如何运行for循环以通过虚拟变量运行回归

Question

I have the following code:

reg <- lm(Y ~ x1 + x1_sq + x2 + x2_sq + x1x2 + d2 + d3 + d4, df)

Where all x_i are continuous variables and d_i are mutually exclusive dummy variables (d1 is present but exclude to avoid perfect multicollinearity). Rather than including the dummy variables, I want to run separate regressions for each dummy variable == 1. I wish to achieve this through a loop in the following form:

dummylist <- list("d1", "d2", "d3", "d4")
for(i in dummylist){
   if(i==1){
      ireg <- lm(Y ~ x1 + x1_sq + x2 + x2_sq + x1x2, df)
   } else {
      Unsure what to put here
   }
}

My three(?) questions are:

1. in the first section of the -if- function, do I just include "i" before "reg" for my code to generate results "d1reg, d2reg, etc."? and,
2. included in the code above, what would I put after the -else- statement?
3. This all begs the question, is putting an if-else statement within the -for- loop the wrong approach/is there a more appropriate loop?

Sorry if this is too much, please let me know if it is and I can cut it down or separate into multiple questions. I could not find a similar question, probably as I am rather new to running loops in R and don't know what to look for.

Answer 1

1. in the first section of the -if- function, do I just include "i" before "reg" for my code to generate results "d1reg, d2reg, etc."?

Short: No

In R there are many data types. One of the more versatile once is the list object, which can store any type of object. Alternatively one could create an environment to store the lists within, but that is a bit overkill.

If you know roughly how many elements should be in your list, the easiest is to initialize it prior to your loop as

n <- 3
regList <- vector(mode = "list", length = n)
# Optional naming:
#names(regList) <- c("d1 reg", "d2 reg", "d3 reg")

In your loop you then fill in your list iteratively:

for(i in seq_along(regList)){
   regList[[i]] <- lm(...)
}

2. what would I put after the -else- statement? This all begs the question,

It is not entirely clear what you want here. Either you want to 'only' include the seperate dummy variables. For this the simplest is likely to save your formula and updating it iteratively.

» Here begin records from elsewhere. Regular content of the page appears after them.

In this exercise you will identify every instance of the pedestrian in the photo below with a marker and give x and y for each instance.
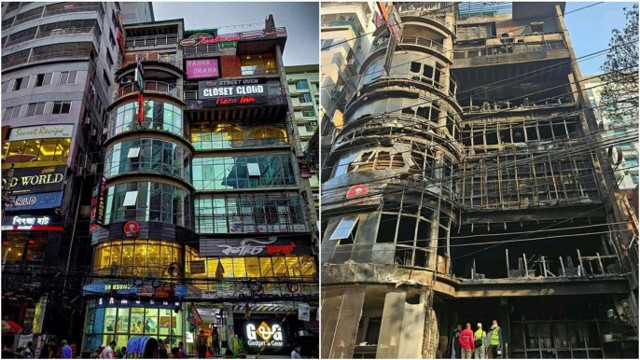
(466, 342)
(296, 353)
(201, 345)
(108, 352)
(456, 352)
(182, 354)
(480, 337)
(495, 341)
(162, 350)
(67, 353)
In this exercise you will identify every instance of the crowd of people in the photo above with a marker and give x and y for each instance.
(467, 344)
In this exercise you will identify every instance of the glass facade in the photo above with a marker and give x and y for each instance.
(148, 155)
(243, 172)
(249, 213)
(139, 257)
(250, 266)
(158, 115)
(119, 323)
(149, 201)
(209, 135)
(36, 150)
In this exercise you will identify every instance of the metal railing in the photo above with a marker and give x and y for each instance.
(157, 86)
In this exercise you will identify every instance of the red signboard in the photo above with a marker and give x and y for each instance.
(357, 191)
(131, 229)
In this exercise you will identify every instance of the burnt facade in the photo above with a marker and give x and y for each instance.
(469, 183)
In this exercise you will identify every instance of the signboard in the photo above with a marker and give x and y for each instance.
(202, 68)
(357, 190)
(131, 229)
(252, 247)
(198, 267)
(37, 180)
(264, 335)
(33, 223)
(194, 317)
(98, 204)
(231, 88)
(41, 132)
(35, 201)
(304, 312)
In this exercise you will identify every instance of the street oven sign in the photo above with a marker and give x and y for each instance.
(233, 91)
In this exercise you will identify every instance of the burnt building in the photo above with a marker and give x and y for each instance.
(202, 221)
(470, 183)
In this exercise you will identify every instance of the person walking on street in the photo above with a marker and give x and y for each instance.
(479, 337)
(456, 352)
(466, 342)
(67, 353)
(495, 341)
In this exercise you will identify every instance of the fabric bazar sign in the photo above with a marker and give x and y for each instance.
(251, 247)
(36, 180)
(202, 68)
(41, 132)
(36, 201)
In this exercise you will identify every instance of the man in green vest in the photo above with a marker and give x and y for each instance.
(480, 337)
(495, 341)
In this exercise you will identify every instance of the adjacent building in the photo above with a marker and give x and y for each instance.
(467, 184)
(58, 64)
(202, 220)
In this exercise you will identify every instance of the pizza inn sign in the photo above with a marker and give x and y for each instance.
(264, 335)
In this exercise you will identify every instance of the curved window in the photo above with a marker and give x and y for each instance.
(250, 213)
(143, 258)
(119, 321)
(158, 115)
(217, 135)
(148, 155)
(149, 201)
(242, 172)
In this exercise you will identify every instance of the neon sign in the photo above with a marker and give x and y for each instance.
(264, 335)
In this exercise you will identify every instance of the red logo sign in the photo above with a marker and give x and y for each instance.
(131, 229)
(357, 191)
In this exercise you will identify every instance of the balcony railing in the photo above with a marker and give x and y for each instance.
(156, 86)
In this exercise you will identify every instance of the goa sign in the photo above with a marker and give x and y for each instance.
(264, 335)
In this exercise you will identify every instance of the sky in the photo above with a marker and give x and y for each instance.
(590, 30)
(300, 19)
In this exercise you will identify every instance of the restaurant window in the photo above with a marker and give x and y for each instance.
(260, 64)
(229, 135)
(219, 173)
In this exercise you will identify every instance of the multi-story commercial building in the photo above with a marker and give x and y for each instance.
(345, 30)
(58, 63)
(626, 164)
(467, 185)
(202, 195)
(303, 89)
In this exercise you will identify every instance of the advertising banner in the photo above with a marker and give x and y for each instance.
(36, 180)
(202, 68)
(36, 201)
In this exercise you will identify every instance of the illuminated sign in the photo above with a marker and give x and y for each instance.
(264, 335)
(36, 180)
(248, 247)
(206, 39)
(34, 223)
(41, 132)
(357, 191)
(202, 68)
(231, 88)
(36, 201)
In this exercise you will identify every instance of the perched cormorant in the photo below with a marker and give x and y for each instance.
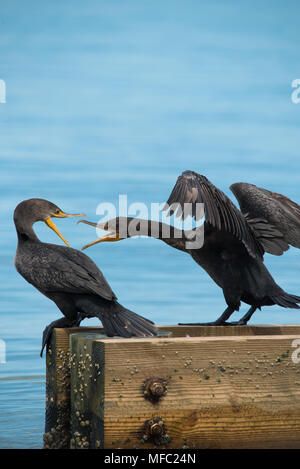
(234, 240)
(69, 277)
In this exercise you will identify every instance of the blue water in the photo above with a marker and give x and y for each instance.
(112, 97)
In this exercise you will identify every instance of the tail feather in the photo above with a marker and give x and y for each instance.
(125, 323)
(116, 319)
(286, 300)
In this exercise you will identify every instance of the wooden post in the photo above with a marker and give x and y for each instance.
(203, 387)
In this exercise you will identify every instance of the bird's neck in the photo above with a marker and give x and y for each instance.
(155, 229)
(25, 233)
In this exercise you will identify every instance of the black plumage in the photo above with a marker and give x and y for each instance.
(69, 277)
(234, 240)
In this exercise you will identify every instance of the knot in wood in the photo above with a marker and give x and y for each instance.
(154, 388)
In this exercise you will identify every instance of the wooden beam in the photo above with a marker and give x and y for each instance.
(227, 387)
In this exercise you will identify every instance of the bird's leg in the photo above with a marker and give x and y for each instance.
(63, 322)
(243, 321)
(221, 321)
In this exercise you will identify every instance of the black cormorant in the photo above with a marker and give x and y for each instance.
(69, 277)
(234, 240)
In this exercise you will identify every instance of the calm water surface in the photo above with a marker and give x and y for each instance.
(108, 98)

form <- Y ~ x1 + x1_sq + x2 + x2_sq + x1x2
for(i in seq_along(regList)){
   #paste0 combine strings. ". ~ . + d1" means take the formula and add the element d1 
   form <- update(form, as.formula(paste0(". ~ . + d", i)) 
   regList[[i]] <- lm(form, data = df)
}

or maybe you are actually trying to run separate regressions on the subset where d[i] == 1 . This can actually be done with lm itself

form <- Y ~ x1 + x1_sq + x2 + x2_sq + x1x2
d <- list(d1, d2, d3)
for(i in seq_along(regList)){
   #Using the subset argument
   regList[[i]] <- lm(form, data = df, subset = which(d[[i]] == 1))
   #Alternatively:
   #regList[[i]] <- lm(form, data = subset(df, d[[i]] == 1))
}

Disclaimer: It is not entirely clear if d1, d2, d3 is a part of df. In this case the example below would work

   regList[[i]] <- with(df, lm(form, subset = which(d[[i]] == 1)))

3. is putting an if-else statement within the -for- loop the wrong approach/is there a more appropriate loop?

In this case it is not clearly the correct approach. But it isn't the wrong approach either in all circumstances. Here it just doesn't serve a clear purpose. And note that i in dummylist would return "d1", "d2", "d3", "d4" as the variables have been quoted, rather than directly placed within the list.

However another thing to address, is whether you have transformed the variables yourself, before performing your linear regression. Note that R 's internal function allows you to do this directly in the formula , and doing this will allow it to help you avoid dummy-mistakes, such as testing variables for which an interaction exists, unless it is very very much what you wanted to do. For example i assume x1_sq = x1^2 . Maybe d1, d2, d3 are all contained in a variable d ? In these cases you should use the original variables as shown below:

lm(formula = Y ~ poly(x1, 2, raw = TRUE) + poly(x2, 2, raw = TRUE) + x1:x2, data = df ) #+d if d1, d2, d3 is part of the formula

poly being the second order polynomial and raw = TRUE returning the parameters as x1 + I(x1^2) rather than the orthogonal representation.

If one does this, the output of drop1 , anova etc. will take into account that it should not test the first order variables to the second order interactions.